According to an editorial accompanying the Southern Medical University research by Harvard professor Dr. Christina Wee, the data does not always support the healthiness of highly sweetened coffee beverages. On average, participants added about one teaspoon of sugar per cup, a lot less sugar than is usually added to ready-made or blended coffee drinks.
The findings are consistent with prior data indicating coffee is typically favorable for longevity, regardless of how it is consumed.
There is evidence that coffee is good for your mental and physical health, and if you drink it in moderation, it won’t hurt you much.
Coffee and its main ingredient, caffeine, have been looked at in great detail, and there is a lot of evidence that moderate use is not only safe but also good for your health.
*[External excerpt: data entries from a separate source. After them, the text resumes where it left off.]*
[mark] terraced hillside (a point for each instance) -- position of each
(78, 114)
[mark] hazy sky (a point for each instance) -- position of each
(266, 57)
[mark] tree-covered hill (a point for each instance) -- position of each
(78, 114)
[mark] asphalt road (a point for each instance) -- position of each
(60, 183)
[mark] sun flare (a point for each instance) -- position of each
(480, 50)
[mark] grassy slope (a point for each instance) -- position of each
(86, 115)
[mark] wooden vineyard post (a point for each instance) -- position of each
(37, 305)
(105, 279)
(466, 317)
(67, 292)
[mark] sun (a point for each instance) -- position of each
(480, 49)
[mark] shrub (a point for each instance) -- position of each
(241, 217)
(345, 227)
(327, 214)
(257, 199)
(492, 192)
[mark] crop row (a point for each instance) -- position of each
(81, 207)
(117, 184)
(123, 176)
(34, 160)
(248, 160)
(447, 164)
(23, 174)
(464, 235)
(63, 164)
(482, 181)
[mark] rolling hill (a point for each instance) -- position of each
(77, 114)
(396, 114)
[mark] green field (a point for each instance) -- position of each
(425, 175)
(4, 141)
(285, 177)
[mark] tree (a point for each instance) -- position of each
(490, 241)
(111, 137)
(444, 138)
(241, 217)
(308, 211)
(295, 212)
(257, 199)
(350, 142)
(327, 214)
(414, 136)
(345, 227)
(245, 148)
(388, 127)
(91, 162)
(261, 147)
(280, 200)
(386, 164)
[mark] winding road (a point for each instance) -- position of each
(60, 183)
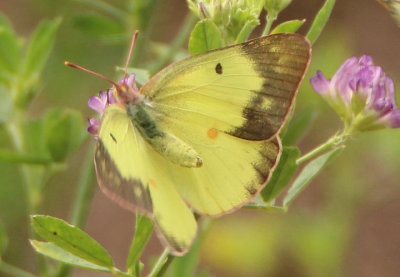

Previous research suggests that people who drink coffee live longer because they are less likely to get heart disease, cancer, and diabetes.
Caffeine can also improve mental attention and brain function, especially as we age, and appears to be associated with a reduced risk of Parkinson’s disease. Additionally, the beverage is linked to a reduced incidence of sadness and suicide.
However, you may consume too much caffeine. The Mayo Clinic says that doses of caffeine higher than 400 mg (about four to five cups of coffee) could cause mild side effects like anxiety, jitters, a faster heart rate, and sweating.
Caffeine overdoses have been caused by a single dose of caffeine powder equal to more than 50 cups of coffee. And in severe situations, concentrated caffeine can create significant problems, beginning at around 1,200 milligrams. However, you would need to consume more than 12 cups of coffee for this to occur.
For the average coffee drinker, who drinks up to five cups of coffee a day, this habit probably won’t cause any major problems.
Beyond caffeine, coffee includes a vast array of additional components that may be beneficial to your health, including polyphenols, which, according to a scientific study, can reduce inflammation, enhance gut bacteria, increase metabolism, and regulate blood sugar.